One appeal of archaeological searches for lost cult gems — such as those undertaken by the Vinegar Syndrome label — is finding something cast aside upon its initial release for being too savvy for its own good. Another one is uncovering the unexpectedly timely — or perhaps, sadly, still timely.
The Devonsville Terror straddles the line of both such appeals. Released in 1983, it chronicles 300 years of forward-thinking women punished by piggish, puritanical and closed-minded men in the small town that each calls home. Even despite the financial success of 1980’s The Boogeyman, a previous film from German director Ulli Lommel, Devonsville went straight to VHS. Nowadays, the rhythm of its commentary could reverberate across any rendition of daily news in our nation.
At the same time, Devonsville is also deeply silly and borderline incoherent. It barely introduces two pivotal characters. Its pendulum swings between vigorous feminism and gratuitous nudity. And it’s likely Donald Pleasence was only on set for one day, given how his physician / hypnotherapist never steps outside his office where he also fishes worms from his forearms.
You could throw in that the upstate-Wisconsin filming location looks nothing like the New England territory Lommel and company are attempting to reference. But so goes the perhaps accidental charm and complexity of The Devonsville Terror: Anywhere in America now, someone is saying as does one denizen of Devonsville: “How come every single President of the United States has been a man? That’s because God is and always will be a man!”
Back in 1683, the entirely male Devonsville Inquisition executed three women they found to be perpetuating wickedness in town. They fed one woman to hogs. They trampled another by strapping her to a wheel rolled down a hill. They burned the last one at the stake. They all got off on it. But the burn victim’s body disappears in a lightning storm and her spirit vows revenge.
Jump to 1983, where a glowing PBR sign is the only glimmer of successful commerce and the times they are a-the same. Devonsville men are still killing women, as shopkeeper Walter Gibbs smothers his sick wife as though she were a pesky fly. He’s one of the closed-minded city fathers keeping a tight clutch on this tiny town.

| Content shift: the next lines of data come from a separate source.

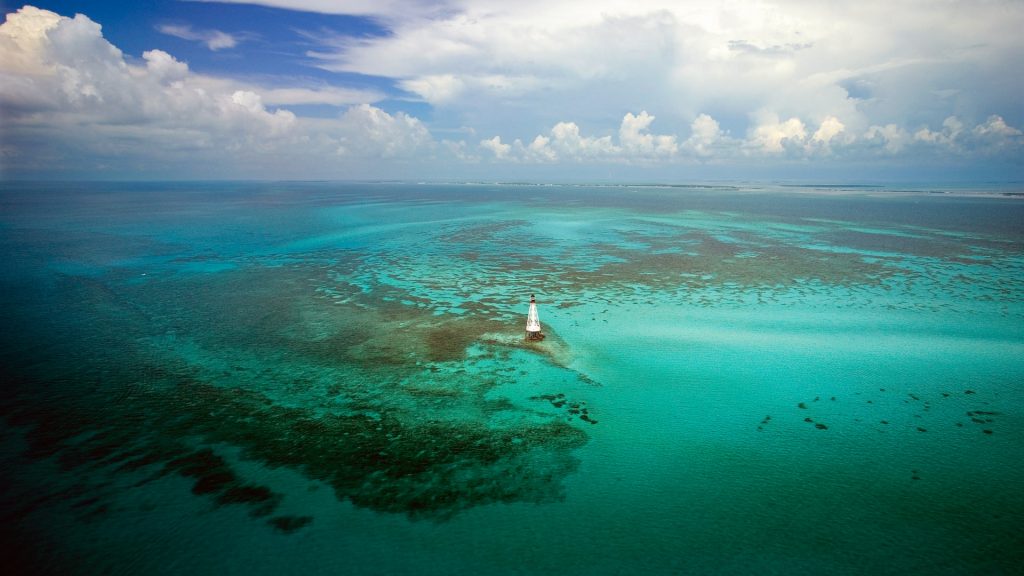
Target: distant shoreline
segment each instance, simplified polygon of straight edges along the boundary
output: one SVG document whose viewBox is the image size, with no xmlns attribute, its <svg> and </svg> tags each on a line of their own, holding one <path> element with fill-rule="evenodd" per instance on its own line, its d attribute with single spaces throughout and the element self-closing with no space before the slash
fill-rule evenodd
<svg viewBox="0 0 1024 576">
<path fill-rule="evenodd" d="M 722 190 L 740 193 L 788 193 L 813 196 L 944 196 L 963 198 L 1009 198 L 1024 199 L 1024 182 L 970 183 L 797 183 L 777 181 L 697 181 L 692 183 L 663 182 L 527 182 L 527 181 L 486 181 L 486 180 L 0 180 L 0 193 L 11 186 L 46 186 L 60 184 L 76 185 L 188 185 L 188 184 L 339 184 L 339 185 L 398 185 L 398 186 L 498 186 L 521 188 L 599 188 L 624 190 L 678 190 L 714 191 Z"/>
</svg>

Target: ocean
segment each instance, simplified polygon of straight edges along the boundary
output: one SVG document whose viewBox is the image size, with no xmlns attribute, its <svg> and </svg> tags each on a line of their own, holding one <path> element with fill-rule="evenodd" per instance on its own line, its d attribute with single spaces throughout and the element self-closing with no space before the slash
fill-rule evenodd
<svg viewBox="0 0 1024 576">
<path fill-rule="evenodd" d="M 0 186 L 7 573 L 1024 566 L 1017 189 Z"/>
</svg>

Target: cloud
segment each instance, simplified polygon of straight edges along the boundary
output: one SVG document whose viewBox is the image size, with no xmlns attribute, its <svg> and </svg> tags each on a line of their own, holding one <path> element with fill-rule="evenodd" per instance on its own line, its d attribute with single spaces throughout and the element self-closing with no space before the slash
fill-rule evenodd
<svg viewBox="0 0 1024 576">
<path fill-rule="evenodd" d="M 842 134 L 844 130 L 846 130 L 846 126 L 838 118 L 829 116 L 821 121 L 821 126 L 814 132 L 814 136 L 811 136 L 811 141 L 828 146 L 828 143 Z"/>
<path fill-rule="evenodd" d="M 146 71 L 158 82 L 174 82 L 188 76 L 188 64 L 178 62 L 163 50 L 149 50 L 142 53 Z"/>
<path fill-rule="evenodd" d="M 690 124 L 690 137 L 683 143 L 683 148 L 695 156 L 708 157 L 727 144 L 728 135 L 722 131 L 718 121 L 700 114 Z"/>
<path fill-rule="evenodd" d="M 238 38 L 220 30 L 193 30 L 187 24 L 163 24 L 156 27 L 161 34 L 202 42 L 210 50 L 217 51 L 225 48 L 234 48 L 238 45 Z"/>
<path fill-rule="evenodd" d="M 5 171 L 46 170 L 43 159 L 66 166 L 206 166 L 220 176 L 309 166 L 336 171 L 329 160 L 339 151 L 394 159 L 432 149 L 418 119 L 366 102 L 334 119 L 299 118 L 279 107 L 368 94 L 263 89 L 195 74 L 161 50 L 133 61 L 83 15 L 25 7 L 0 25 Z"/>
<path fill-rule="evenodd" d="M 871 144 L 883 147 L 890 154 L 896 154 L 910 142 L 910 135 L 896 124 L 886 124 L 868 128 L 864 133 L 864 139 Z"/>
<path fill-rule="evenodd" d="M 346 12 L 312 0 L 287 4 Z M 883 0 L 453 0 L 429 14 L 422 2 L 360 6 L 350 13 L 385 22 L 388 33 L 324 37 L 310 53 L 319 65 L 392 78 L 484 133 L 564 118 L 612 130 L 613 111 L 637 109 L 657 111 L 677 132 L 705 113 L 734 133 L 753 133 L 753 112 L 772 110 L 804 123 L 804 139 L 824 152 L 838 145 L 825 139 L 834 126 L 814 137 L 827 117 L 841 119 L 833 135 L 841 139 L 871 126 L 934 125 L 954 109 L 1024 122 L 1016 104 L 1024 80 L 998 72 L 1014 69 L 1024 51 L 1019 2 L 978 4 L 969 19 L 957 3 L 920 10 Z M 496 105 L 502 114 L 488 112 Z M 778 154 L 784 139 L 794 140 L 767 130 L 763 150 Z"/>
<path fill-rule="evenodd" d="M 896 10 L 871 28 L 870 17 L 888 12 L 870 1 L 835 7 L 849 22 L 786 0 L 738 12 L 721 3 L 594 2 L 586 10 L 539 0 L 440 9 L 263 2 L 385 22 L 384 35 L 321 38 L 314 62 L 384 76 L 398 94 L 198 74 L 162 50 L 125 55 L 87 16 L 25 7 L 0 25 L 0 167 L 202 165 L 223 176 L 355 177 L 393 176 L 399 165 L 458 174 L 482 158 L 583 170 L 808 158 L 1013 163 L 1024 150 L 1020 90 L 1010 89 L 1024 89 L 1021 81 L 979 76 L 1019 53 L 1008 24 L 1024 23 L 1017 4 L 993 3 L 1001 18 L 979 7 L 990 29 L 970 44 L 983 26 L 957 20 L 952 40 L 926 37 L 939 21 L 930 12 L 918 21 Z M 392 109 L 409 99 L 421 101 L 412 106 L 426 108 L 429 123 Z M 309 105 L 338 113 L 303 116 Z M 437 141 L 432 133 L 469 136 Z"/>
<path fill-rule="evenodd" d="M 974 134 L 981 137 L 1013 138 L 1020 136 L 1021 131 L 1012 126 L 1007 126 L 1002 116 L 992 115 L 988 117 L 984 124 L 974 127 Z"/>
<path fill-rule="evenodd" d="M 494 154 L 498 160 L 508 158 L 509 152 L 512 151 L 511 145 L 501 143 L 501 136 L 495 136 L 490 140 L 481 140 L 480 147 Z"/>
<path fill-rule="evenodd" d="M 1001 116 L 989 116 L 985 122 L 968 128 L 956 116 L 942 122 L 941 130 L 921 127 L 914 133 L 914 141 L 936 150 L 949 150 L 959 155 L 993 154 L 1019 148 L 1022 144 L 1021 131 L 1006 124 Z"/>
<path fill-rule="evenodd" d="M 787 147 L 802 146 L 807 138 L 807 128 L 799 118 L 779 121 L 777 114 L 761 112 L 759 123 L 747 138 L 746 146 L 759 152 L 781 154 Z"/>
<path fill-rule="evenodd" d="M 941 131 L 932 132 L 925 126 L 914 133 L 914 140 L 952 147 L 956 144 L 957 137 L 963 132 L 963 128 L 964 123 L 959 118 L 950 116 L 942 121 Z"/>
<path fill-rule="evenodd" d="M 623 150 L 635 156 L 671 156 L 679 150 L 676 137 L 654 135 L 647 132 L 654 116 L 641 111 L 638 116 L 627 112 L 619 127 L 619 144 Z"/>
<path fill-rule="evenodd" d="M 490 151 L 496 160 L 525 162 L 648 162 L 664 160 L 679 150 L 676 136 L 651 134 L 654 116 L 641 111 L 627 112 L 619 124 L 618 142 L 611 136 L 585 136 L 575 122 L 558 122 L 547 135 L 538 134 L 528 145 L 519 139 L 503 144 L 500 136 L 482 140 L 480 147 Z"/>
<path fill-rule="evenodd" d="M 619 148 L 611 136 L 583 136 L 575 122 L 559 122 L 551 129 L 547 144 L 561 158 L 582 160 L 612 156 Z"/>
<path fill-rule="evenodd" d="M 459 162 L 475 164 L 480 161 L 479 156 L 469 151 L 465 140 L 442 140 L 441 146 L 446 154 Z"/>
<path fill-rule="evenodd" d="M 1018 164 L 1024 153 L 1024 132 L 1008 125 L 1002 116 L 994 114 L 965 132 L 964 139 L 984 154 L 1007 155 Z"/>
<path fill-rule="evenodd" d="M 353 106 L 341 117 L 339 152 L 393 158 L 409 156 L 432 145 L 419 119 L 403 112 L 388 114 L 369 104 Z"/>
<path fill-rule="evenodd" d="M 17 62 L 16 77 L 35 106 L 15 107 L 15 124 L 66 122 L 69 125 L 176 124 L 193 127 L 233 122 L 243 107 L 258 129 L 270 117 L 287 120 L 285 111 L 267 111 L 253 98 L 236 97 L 237 87 L 192 74 L 188 65 L 161 50 L 143 53 L 133 63 L 107 42 L 100 26 L 81 14 L 74 18 L 25 7 L 0 26 L 3 61 Z M 141 65 L 140 65 L 141 64 Z M 9 103 L 6 93 L 0 101 Z M 20 102 L 19 102 L 20 103 Z M 41 118 L 35 113 L 47 111 Z"/>
<path fill-rule="evenodd" d="M 385 98 L 377 90 L 353 90 L 335 86 L 316 86 L 304 88 L 293 86 L 288 88 L 254 88 L 263 96 L 263 101 L 274 106 L 296 106 L 326 104 L 329 106 L 346 106 L 349 104 L 368 104 L 379 102 Z"/>
<path fill-rule="evenodd" d="M 743 147 L 748 154 L 790 158 L 829 156 L 836 147 L 848 147 L 856 141 L 836 116 L 826 116 L 811 134 L 800 118 L 780 121 L 775 113 L 761 111 L 757 124 L 749 131 Z M 875 133 L 872 132 L 872 137 Z"/>
<path fill-rule="evenodd" d="M 523 153 L 528 160 L 534 162 L 554 162 L 558 160 L 558 152 L 555 152 L 554 148 L 551 147 L 551 138 L 543 134 L 538 134 Z"/>
<path fill-rule="evenodd" d="M 445 104 L 455 99 L 465 88 L 465 82 L 451 74 L 426 75 L 403 80 L 398 85 L 418 94 L 431 104 Z"/>
</svg>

Enter Jenny Scanlon (Suzanna Love, also the film’s co-writer), a teacher transplanted from New Jersey to guide Devonsville’s youth. Ah, but the curriculum doesn’t include Jenny’s lesson about God’s more traditionally feminine incarnations. Neither do the Devonsville dudes particularly care for the other new women in town — an environmental-studies student who warns that the planet is being destroyed and a DJ who promotes female independence while playing the hits. Could these three be the reincarnations of the women killed all those years ago?
Jenny suffers a recurring nightmare about being burned at the stake that turns into an unintentionally hilarious spitting match. It’s amusing to watch Paul Willson — one of the disingenuously gregarious Bobs from Office Space — putter around as the gross, mumbly Gibbs. Pleasence’s penchant for regressive hypnotherapy is there purely to move the plot forward. However, The Devonsville Terror boasts genuine concern for the way journalism, science and education remain similarly exploitable points of vulnerability in America — particularly among women in each respective field. And whether in its immediate era of Reagan or as a retroactive warning given his party’s onslaught of idiocy today, that plays pretty well even if it’s not quite a full-blown face-melter.
I’ve mentioned before that Vinegar Syndrome’s so-sorry preludes about the limitations of its remasters are often overblown. The label’s 2K restoration of The Devonsville Terror on this region-free Blu-ray is certainly watchable, but it’s still one of the rougher sources with which Vinegar Syndrome has had to work. Their reliance upon a 35-millimeter internegative (often a last-resort source for restorative work) almost certainly owes to the film’s initial lack of theatrical release. Plus, you may wish to employ subtitles, as some of the dialogue on the English mono track sounds as though it were initially recorded in a giant, empty pool. Considering what they have to work with, this is still impressive wizardry.
Special features include a copious amount of new, in-depth interviews for which Vinegar Syndrome is known. The subjects here are Love, Willson, special effects artist Matthew W. Mungle, makeup artist Erica Ueland and camera operator Jürg V. Walther. An archival interview with the late Lommel is also included, along with a theatrical trailer and behind-the-scenes stills. Packaging is once again outstanding, with a spot-gloss slipcover designed by Haunt Love and reversible sleeve artwork.